Palangka Raya juga merupakan kota dengan peristiwa bencana atau musibah terkecil dibandingkan kabupaten/kota lain di Kalimantan Tengah. Potensi ekonomi daerah Palangka Raya di antaranya kehutanan, perkebunan, pertanian tanaman pangan, perikanan, peternakan, industri, hingga pariwisata. Untuk kehutanan misalnya, Palangka Raya memiliki potensi di industri pengolahan kayu dan bukan kayu seperti tanaman gaharu dan lebah madu. Untuk perkebunan, mayoritas di Palangka Raya adalah kebun karet, disusul sawit, kelapa, dan jambu mete.
Di sektor pertanian, Palangkaraya memiliki potensi di antaranya tanaman padi gogo dan palawija. Untuk peternakan, terdapat peternakan ternak babi, ayam buras, bebek, sapi potong hingga kambing yang makmur tumbuh. Palangka Raya juga memiliki potensi di bidang perikanan, terutama budidaya ikan dalam karamba dan karamba jaring apung, serta lahan darat untuk budidaya ikan. Jenis ikan yang dibudidayakan di antaranya patin, nila, gurame, bawal, betok, lele, dan lainnya.
Industri besar seperti pabrik karet hingga industri kecil menengah seperti kerajinan anyaman rotan, benang bintik, batu permata, hingga furnitur dan pangan olahan. Tercatat pada 2014, ada sebanyak 264 koperasi dengan jumlah anggota 31.554 dan 9.083 usaha kecil dan menengah di Palangka Raya. Kota Palangka Raya juga memiliki potensi wisata seperti perahu wisata susur sungai.
Jika Palangkaraya benar-benar dipindah, tidak hanya satu kota saja yang terkena dampaknya, namun juga kota-kota yang ada disekitarnya, bahkan pulau Kalimantan diharapkan akan lebih merata pembangunannya.
Lalu, Apa Efek Dari Pindahnya Ibu Kota ke Palangkaraya terhadap Pulau Kalimantan?
Cek di halaman selanjutnya
Yemima Eka Ampung, perempuan muda pemilik wedding organizer (WO) di kota Malang yang berasal dari kota Palangkaraya pun ikut meneliti bagaimana perkembangan pasar yang ada di Kalimantan. “Semua bisnis bisa berkembang di Palangka Raya. Laundry misalnya, dulu tak ada satu pun, tapi belakangan jadi booming. Begitu juga dengan WO, paradigma masyarakat bisa digeser dengan menjelaskan bahwa WO juga cukup penting untuk membantu pelaksanaan pernikahan,” ucapnya.
Menurut Yemima, daya beli masyarakat di Kota Palangka Raya cukup kuat. Kuncinya, pebisnis bisa menjelaskan mengapa produk atau jasa yang ditawarkannya penting.

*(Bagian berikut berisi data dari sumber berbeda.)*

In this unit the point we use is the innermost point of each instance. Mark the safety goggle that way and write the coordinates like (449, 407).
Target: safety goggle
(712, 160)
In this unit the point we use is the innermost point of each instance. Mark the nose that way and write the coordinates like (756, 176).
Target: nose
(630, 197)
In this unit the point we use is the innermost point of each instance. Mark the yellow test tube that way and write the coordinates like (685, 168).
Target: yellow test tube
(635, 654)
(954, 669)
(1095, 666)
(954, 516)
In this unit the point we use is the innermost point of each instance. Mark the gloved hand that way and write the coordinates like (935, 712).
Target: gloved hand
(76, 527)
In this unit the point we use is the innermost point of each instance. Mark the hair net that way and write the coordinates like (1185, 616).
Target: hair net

Informasi yang jelas dibutuhkan masyarakat agar tertarik dan merasa penting untuk mendapatkan barang dan jasa yang ditawarkan.

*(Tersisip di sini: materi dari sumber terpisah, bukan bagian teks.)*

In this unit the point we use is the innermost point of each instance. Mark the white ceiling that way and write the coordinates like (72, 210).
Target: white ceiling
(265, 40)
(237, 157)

Fathul Anwar, salah satu pemilik bisnis yang berlokasi di Jalan Jalan Batam, Palangka Raya, yang dikenal sebagai pusat kerajinan khas Kalimantan dan suvenir pun memiliki pendapat senada. “Jika ingin berbisnis sebaiknya dimulai sekarang saat masih berkembang, karena nantinya akan semakin ramai,” ujarnya.
Bahkan Fathul mengatakan, peluang bisnis tak hanya terbuka di kota ini, tetapi pengusaha atau pengrajin juga membuka kesempatan bagi retailer yang ingin memasarkan produk khas Kalimantan di pulau Jawa.
Keunikan, makna, dan nilai seni dari produk kerajinan Kalimantan memang menjadi daya jual tersendiri. “Ongkos kirimnya hanya Rp 20.000 per kilogramnya. Ini bisa menjadi peluang bisnis di Jawa dengan bermitra pengrajin di Kalimantan,” tutur Fathul.